Скоро мы уже были в школьном дворе. Выбрав на стоянке место поудобнее, Эдвард вновь повернулся ко мне.
— Какой диск ты сейчас слушаешь? — спросил он таким тоном, будто мне предстояло признаться в убийстве.
В последнее время я слушала только диск, который подарил Фил. Услышав название группы, Эдвард усмехнулся. Открыв небольшое отделение под магнитолой, он вытащил целую стопку дисков и передал мне.
— Неужели Дебюсси хуже, чем это? — Эдвард показал на диск со знакомой обложкой.
И так целый день! Встречая меня с английского, по дороге на испанский и даже во время ленча он выпытывал у меня мелкие подробности моей биографии. Какие фильмы я предпочитаю, какие не смотрю никогда, где бы хотела побывать, что читаю перед сном.
Не помню, чтобы мне когда-нибудь приходилось столько о себе рассказывать. Я очень смущалась, боялась, что ему неинтересно, но искреннее внимание и бесконечная череда вопросов заставляли меня продолжать. В основном, вопросы были простые, лишь некоторые вгоняли меня в краску. Зато когда я краснела, Эдвард тут же выдавал очередную партию вопросов.
Например, когда он спросил, какой мой любимый драгоценный камень, я тут же выпалила «топаз». Вопросы летели с бешеной скоростью; это напоминало психологический тест, где нужно отвечать то, «что первым приходит в голову. Наверное, услышав ответ про топаз, Эдвард задал бы мне еще добрую сотню вопросов, но я густо покраснела. Зарделась я потому, что до недавнего времени я больше всего любила гранат. Однако разве я могла ответить иначе, глядя в медово-золотистые глаза? Естественно, заметив мое смущение, он стал выяснять, в чем дело.
— Сегодня твои глаза совсем как топазы, — вздохнула я, теребя свой локон. — Возможно, две недели назад я назвала бы оникс. — Я рассказала больше, чем хотела, и теперь испугалась, что Эдвард разозлится, как случалось всякий раз, когда я показывала, как сильно он мне нравится.
На этот раз Эдвард не разозлился.
— Какие цветы ты любишь? — Вздохнув с облегчением, я безропотно поддалась психоанализу.
На биологии было не легче. Эдвард продолжал расспросы, пока в классе не появился мистер Баннер, который опять привез тележку с телевизором и видеомагнитофоном. Очередной фильм о генетических расстройствах!.. Как только учитель подошел к выключателю, я отодвинулась от соседского стула. Не помогло — свет погас, и мое тело пронзил электрический разряд.

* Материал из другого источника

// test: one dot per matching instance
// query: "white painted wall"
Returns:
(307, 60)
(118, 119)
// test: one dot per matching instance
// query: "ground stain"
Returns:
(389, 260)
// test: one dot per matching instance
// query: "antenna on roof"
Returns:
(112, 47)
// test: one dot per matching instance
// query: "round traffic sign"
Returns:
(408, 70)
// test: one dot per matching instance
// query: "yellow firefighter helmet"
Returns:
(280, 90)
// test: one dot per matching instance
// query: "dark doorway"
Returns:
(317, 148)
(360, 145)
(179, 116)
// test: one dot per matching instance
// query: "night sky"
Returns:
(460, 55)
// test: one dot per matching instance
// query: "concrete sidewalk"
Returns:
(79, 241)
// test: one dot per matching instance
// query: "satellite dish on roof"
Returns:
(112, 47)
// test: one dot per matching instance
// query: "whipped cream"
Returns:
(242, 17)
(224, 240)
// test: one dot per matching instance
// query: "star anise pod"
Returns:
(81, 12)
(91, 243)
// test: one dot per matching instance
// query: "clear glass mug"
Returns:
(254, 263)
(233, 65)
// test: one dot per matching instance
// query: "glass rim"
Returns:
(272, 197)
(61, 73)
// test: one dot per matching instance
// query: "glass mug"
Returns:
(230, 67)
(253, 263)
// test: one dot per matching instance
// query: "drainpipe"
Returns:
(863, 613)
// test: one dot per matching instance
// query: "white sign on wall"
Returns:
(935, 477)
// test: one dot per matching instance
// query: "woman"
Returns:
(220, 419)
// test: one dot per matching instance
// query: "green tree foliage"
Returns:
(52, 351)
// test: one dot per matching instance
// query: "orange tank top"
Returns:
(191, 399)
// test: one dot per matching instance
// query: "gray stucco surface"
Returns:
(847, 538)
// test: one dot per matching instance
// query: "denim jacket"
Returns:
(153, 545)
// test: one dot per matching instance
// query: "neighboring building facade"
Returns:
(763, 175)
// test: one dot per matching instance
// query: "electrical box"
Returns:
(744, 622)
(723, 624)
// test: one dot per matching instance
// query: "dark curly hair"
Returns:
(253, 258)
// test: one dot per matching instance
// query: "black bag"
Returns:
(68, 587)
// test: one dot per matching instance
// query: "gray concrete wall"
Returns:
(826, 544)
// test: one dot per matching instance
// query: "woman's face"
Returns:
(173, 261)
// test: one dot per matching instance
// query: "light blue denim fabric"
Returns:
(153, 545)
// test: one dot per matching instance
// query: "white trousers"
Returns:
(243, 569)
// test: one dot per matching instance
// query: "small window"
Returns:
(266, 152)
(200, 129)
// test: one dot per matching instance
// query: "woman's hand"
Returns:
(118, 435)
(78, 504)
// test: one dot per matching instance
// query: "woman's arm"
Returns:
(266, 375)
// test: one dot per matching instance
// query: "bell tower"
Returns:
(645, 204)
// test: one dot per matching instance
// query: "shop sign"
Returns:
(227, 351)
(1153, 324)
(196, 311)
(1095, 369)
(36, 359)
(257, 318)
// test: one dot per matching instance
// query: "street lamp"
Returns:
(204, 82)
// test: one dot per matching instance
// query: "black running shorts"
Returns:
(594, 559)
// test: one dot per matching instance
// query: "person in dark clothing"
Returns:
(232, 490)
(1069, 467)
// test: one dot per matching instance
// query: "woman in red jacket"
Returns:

Чтобы хоть как-то бороться с желанием, я вцепилась в край стола так, что пальцы побелели. Я честно пыталась сосредоточиться на фильме, но к концу урока так и не разобралась, о чем он. Когда мистер Баннер включил свет, я искоса взглянула на Эдварда.
Вот он поднялся, вышел из-за парты, подождал, пока я соберусь. Как и вчера, к спортзалу мы шли молча. На прощание Эдвард погладил мою щеку, а затем ушел, не сказав ни слова.
Физкультура пролетела на удивление быстро — я вполглаза следила за игрой Майка. Сегодня Майк со мной не разговаривал: то ли видел, что мои мысли витают слишком далеко, то ли злился из-за вчерашней ссоры. Мне было жаль нашей дружбы, но сейчас меня занимали заботы поважнее.